Performance of green supply chain management: Investigating the role of reverse logistics and green procurement aspects in SMEs
Why this work is in the frame
A frame that forgets how it found something cannot be audited. These are the routes that admitted this work.
Bibliographic record
Abstract
The purpose of this study is to analyze the relationship between the performance of Reverse Logistics and Green Supply Chain Management, to analyze the relationship between Green Procurement Aspects and the performance of Green Supply Chain Management. This research method is quantitative, the analysis of research data uses the partial least square structural equation model (SEM-PLS) with a statistical data processing tool, namely SmartPLS 4.0 software. Research data was obtained by distributing online questionnaires through social media designed using a Likert scale of 7. Respondents in this study were 670 SMEs owners in Java Island, Indonesia. The stages of data analysis are validity test, reliability test and significance test or hypothesis test. The results of this study indicate that Reverse Logistics has a positive and significant effect on the performance of Green Supply Chain Management, Green Procurement Aspects has a positive and significant effect on the performance of Green Supply Chain Management. The novelty of this study is the relationship model between Reverse Logistics variables, the performance of Green Supply Chain Management and Green Procurement in SMEs which was not found in previous studies. Culinary SMEs are expected to be able to participate in supporting environmentally sound development.
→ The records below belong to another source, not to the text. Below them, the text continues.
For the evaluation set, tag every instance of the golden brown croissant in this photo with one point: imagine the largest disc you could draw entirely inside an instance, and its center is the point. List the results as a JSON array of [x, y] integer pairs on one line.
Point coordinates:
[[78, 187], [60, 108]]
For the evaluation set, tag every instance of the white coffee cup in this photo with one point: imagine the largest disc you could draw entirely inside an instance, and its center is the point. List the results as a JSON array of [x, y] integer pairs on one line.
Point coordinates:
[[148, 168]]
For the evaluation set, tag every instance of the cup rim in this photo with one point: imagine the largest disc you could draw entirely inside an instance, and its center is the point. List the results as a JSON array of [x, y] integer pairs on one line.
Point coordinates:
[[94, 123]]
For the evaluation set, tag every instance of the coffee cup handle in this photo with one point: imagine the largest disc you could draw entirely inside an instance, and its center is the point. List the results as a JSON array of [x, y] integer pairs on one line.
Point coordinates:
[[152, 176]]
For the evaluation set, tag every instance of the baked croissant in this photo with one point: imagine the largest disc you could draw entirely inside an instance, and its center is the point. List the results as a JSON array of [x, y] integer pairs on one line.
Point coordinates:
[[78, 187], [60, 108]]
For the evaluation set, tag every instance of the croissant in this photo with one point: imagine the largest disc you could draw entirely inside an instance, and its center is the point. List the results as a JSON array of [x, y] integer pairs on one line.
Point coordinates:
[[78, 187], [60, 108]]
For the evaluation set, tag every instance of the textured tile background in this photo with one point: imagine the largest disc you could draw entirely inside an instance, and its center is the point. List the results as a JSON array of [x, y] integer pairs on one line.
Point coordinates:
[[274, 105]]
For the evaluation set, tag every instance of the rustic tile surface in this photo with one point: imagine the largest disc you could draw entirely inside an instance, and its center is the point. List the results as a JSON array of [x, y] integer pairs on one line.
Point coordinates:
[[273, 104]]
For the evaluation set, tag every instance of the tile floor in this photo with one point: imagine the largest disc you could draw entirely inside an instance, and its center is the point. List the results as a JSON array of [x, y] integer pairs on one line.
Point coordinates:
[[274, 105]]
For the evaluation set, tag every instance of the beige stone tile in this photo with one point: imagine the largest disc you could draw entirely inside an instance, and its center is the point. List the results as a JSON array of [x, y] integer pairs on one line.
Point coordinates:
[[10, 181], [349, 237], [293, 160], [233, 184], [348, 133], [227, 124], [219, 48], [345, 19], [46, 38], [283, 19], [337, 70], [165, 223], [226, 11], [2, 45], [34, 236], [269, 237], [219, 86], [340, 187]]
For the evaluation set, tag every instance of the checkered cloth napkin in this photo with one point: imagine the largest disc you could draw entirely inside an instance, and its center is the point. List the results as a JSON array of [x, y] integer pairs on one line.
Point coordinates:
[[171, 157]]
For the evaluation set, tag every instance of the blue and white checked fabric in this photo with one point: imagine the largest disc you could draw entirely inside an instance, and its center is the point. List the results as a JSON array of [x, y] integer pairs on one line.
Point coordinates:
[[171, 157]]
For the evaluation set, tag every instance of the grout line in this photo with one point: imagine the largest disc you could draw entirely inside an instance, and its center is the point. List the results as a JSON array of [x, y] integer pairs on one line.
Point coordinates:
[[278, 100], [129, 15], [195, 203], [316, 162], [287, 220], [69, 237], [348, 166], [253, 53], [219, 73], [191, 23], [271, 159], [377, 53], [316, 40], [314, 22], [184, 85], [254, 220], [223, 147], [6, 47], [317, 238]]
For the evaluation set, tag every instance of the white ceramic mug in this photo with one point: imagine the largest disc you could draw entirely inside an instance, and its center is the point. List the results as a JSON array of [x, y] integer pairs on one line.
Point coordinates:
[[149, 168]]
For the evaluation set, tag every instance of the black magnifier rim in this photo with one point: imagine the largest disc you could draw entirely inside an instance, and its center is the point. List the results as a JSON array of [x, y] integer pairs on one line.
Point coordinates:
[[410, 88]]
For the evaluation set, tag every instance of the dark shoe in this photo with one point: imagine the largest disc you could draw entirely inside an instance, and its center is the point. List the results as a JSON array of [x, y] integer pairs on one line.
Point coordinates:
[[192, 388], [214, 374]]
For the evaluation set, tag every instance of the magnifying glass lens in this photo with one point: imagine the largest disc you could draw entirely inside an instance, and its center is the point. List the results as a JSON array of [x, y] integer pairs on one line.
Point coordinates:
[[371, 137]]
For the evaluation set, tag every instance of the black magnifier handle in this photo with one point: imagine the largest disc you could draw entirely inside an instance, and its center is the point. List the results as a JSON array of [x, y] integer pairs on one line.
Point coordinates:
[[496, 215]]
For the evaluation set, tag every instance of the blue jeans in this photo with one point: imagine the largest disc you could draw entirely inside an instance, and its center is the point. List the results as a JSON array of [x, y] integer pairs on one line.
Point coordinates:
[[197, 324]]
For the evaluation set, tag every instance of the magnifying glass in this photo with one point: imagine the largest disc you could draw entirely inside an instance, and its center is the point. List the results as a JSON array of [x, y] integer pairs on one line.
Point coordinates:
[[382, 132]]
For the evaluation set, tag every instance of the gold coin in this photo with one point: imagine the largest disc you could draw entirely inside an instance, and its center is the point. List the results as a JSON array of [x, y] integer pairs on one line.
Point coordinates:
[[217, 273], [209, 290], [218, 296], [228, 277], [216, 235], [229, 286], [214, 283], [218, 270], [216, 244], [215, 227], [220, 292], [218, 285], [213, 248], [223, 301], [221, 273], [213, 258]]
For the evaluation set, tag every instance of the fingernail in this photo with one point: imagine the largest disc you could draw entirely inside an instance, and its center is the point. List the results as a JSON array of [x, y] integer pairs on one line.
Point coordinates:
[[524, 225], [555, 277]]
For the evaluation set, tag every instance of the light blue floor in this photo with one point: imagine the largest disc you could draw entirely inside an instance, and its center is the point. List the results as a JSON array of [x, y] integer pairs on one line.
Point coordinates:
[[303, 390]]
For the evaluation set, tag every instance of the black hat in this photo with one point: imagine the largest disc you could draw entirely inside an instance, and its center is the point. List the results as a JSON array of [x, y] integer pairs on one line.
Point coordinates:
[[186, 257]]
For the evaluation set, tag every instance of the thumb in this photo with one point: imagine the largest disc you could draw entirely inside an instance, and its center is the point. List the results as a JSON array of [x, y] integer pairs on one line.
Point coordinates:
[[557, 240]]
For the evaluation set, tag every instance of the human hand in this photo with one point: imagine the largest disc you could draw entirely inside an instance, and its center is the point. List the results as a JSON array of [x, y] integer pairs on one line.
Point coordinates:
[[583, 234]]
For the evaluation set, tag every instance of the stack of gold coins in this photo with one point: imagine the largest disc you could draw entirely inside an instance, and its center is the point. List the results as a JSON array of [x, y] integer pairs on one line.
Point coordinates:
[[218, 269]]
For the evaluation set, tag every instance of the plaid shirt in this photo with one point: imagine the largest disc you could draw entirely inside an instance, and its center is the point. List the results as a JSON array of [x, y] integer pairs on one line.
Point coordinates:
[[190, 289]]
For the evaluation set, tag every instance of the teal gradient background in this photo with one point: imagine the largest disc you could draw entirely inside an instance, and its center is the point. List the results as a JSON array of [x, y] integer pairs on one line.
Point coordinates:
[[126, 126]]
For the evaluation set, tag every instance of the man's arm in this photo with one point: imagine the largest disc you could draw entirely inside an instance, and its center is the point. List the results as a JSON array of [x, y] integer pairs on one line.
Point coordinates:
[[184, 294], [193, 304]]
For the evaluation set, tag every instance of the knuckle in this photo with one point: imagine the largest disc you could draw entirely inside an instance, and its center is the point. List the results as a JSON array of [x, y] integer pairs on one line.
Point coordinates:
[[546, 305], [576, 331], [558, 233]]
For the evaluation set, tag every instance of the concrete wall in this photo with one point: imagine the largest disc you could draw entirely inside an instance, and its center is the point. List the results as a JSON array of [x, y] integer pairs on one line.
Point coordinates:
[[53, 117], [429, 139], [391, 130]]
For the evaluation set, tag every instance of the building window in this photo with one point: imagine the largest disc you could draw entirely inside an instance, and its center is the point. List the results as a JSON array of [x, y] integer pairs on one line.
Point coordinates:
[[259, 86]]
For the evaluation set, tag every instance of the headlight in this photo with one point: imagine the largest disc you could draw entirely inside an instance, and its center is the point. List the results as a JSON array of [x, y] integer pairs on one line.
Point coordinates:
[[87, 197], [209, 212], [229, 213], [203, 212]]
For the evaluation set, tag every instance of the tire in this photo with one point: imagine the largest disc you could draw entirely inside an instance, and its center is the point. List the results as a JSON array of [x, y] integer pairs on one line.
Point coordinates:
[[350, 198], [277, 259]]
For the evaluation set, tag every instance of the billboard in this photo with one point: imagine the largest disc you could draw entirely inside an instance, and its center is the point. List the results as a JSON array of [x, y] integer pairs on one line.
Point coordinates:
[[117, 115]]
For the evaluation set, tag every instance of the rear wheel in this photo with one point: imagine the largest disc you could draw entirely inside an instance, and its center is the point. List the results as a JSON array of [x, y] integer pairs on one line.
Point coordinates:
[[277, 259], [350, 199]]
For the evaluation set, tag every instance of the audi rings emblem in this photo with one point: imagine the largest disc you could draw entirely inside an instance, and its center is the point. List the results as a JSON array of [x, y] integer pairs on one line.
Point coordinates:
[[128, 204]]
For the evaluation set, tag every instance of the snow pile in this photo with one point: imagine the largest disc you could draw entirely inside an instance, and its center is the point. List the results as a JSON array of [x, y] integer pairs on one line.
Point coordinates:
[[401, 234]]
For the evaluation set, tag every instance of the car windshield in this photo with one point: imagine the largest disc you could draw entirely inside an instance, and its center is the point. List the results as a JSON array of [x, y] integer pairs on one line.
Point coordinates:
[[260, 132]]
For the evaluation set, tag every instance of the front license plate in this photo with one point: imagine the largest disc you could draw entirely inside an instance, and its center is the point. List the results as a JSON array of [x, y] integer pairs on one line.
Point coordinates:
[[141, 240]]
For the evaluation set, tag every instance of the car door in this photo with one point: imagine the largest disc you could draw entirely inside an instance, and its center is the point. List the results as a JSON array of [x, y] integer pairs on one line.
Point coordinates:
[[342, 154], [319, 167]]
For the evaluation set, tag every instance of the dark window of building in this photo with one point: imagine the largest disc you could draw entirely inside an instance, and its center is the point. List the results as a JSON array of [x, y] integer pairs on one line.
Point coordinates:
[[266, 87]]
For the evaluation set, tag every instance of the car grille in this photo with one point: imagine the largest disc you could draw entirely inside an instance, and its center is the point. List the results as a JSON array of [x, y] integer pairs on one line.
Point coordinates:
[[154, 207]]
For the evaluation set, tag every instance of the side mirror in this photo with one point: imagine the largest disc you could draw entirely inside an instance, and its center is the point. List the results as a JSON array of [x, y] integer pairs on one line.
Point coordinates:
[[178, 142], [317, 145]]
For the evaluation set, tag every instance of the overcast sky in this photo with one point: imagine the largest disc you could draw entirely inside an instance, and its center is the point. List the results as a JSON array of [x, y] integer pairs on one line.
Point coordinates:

This is because the concept of Green Supply Chain Management (GSCM) is a concept that aims to minimize the negative impact of an organization and its supply chain on the environment related to climate change, pollution and resources that are not too large. In order to support GSCM, it is necessary to evaluate the extent to which this concept is carried out by Culinary SMEs. By conducting this evaluation, it is hoped that the constraints and obstacles faced by SMEs in carrying out GSCM can be identified. For this reason, it is necessary to have support from related parties, in this case the government, to conduct socialization and counseling and assistance in implementing GSCM.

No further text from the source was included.